An alleged secret plot against members of the faith-based Hizmet movement (also known as Gülen movement), inspired by Turkish Islamic scholar Fethullah Gülen, has drawn the ire of the country's opposition parties, former government members and intellectuals, with some describing the plot as a “coup plan” against peaceful civil society groups devised by the government in an effort to make people forget about claims of corruption and bribery leveled against some government officials.
The plot was exposed last week when former Interior Minister İdris Naim Şahin submitted a question to Parliament asking if there is a secret plot against Hizmet and if the Justice and Development Party (AK Party) had mobilized all its resources to gather evidence to initiate an operation against the movement.

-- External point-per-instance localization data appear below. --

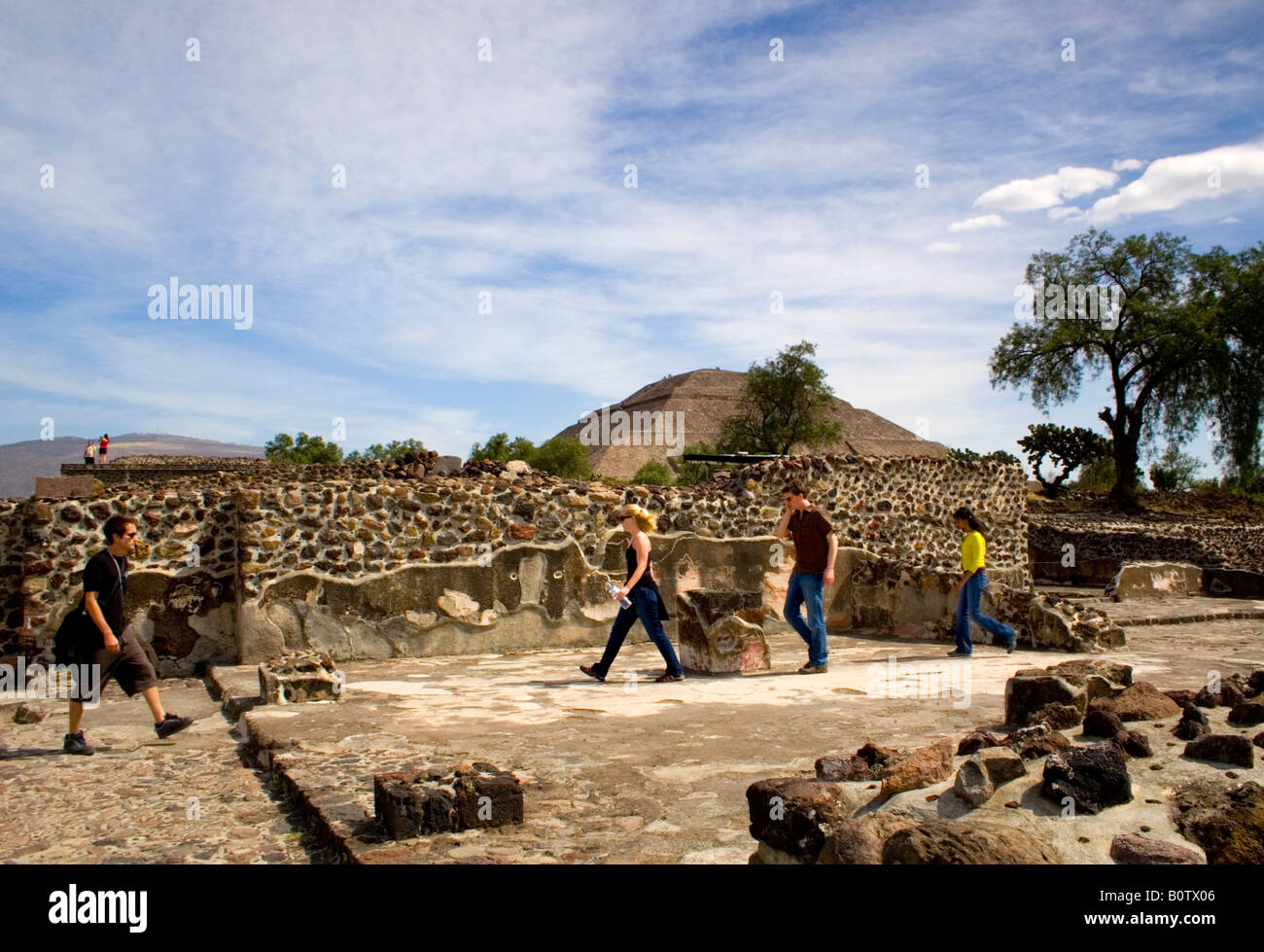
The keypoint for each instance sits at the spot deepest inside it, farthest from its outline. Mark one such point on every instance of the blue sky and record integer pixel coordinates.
(507, 176)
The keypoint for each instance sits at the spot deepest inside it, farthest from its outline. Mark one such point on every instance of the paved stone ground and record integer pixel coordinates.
(138, 799)
(623, 771)
(1176, 611)
(635, 771)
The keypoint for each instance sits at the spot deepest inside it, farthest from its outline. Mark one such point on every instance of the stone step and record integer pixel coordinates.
(235, 687)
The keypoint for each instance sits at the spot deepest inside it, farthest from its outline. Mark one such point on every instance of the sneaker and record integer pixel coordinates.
(171, 724)
(75, 744)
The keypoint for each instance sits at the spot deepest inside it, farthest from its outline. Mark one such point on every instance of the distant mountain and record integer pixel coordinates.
(21, 462)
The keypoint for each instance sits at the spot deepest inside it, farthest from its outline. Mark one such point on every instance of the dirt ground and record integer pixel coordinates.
(623, 771)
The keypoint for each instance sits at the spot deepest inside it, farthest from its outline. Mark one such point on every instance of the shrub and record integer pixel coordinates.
(652, 473)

Şahin resigned from the AK Party in December of last year over a government corruption and bribery scandal. When resigning, the former minister stated that the AK Party was under the control of a “narrow oligarchic group.”
In his parliamentary question submitted on June 20, Şahin said he had received a large number of documents pertaining to an alleged plan, called the “Action Plan,” drafted by the Interior Ministry that ordered intelligence officers to investigate the “archives” of the Hizmet movement and gather evidence to launch a police operation against the group. Şahin noted in his question that the Hizmet movement is known as a peaceful group making efforts to preserve the Turkish nation's faith, scientific and cultural values and promote these values abroad so as to enhance the prestige of Turkey. He added that the government has been using state resources to attack those who feel sympathy for or are affiliated with the Hizmet movement. “Is the government plotting against the Hizmet movement and innocent people?” Şahin asked in this inquiry.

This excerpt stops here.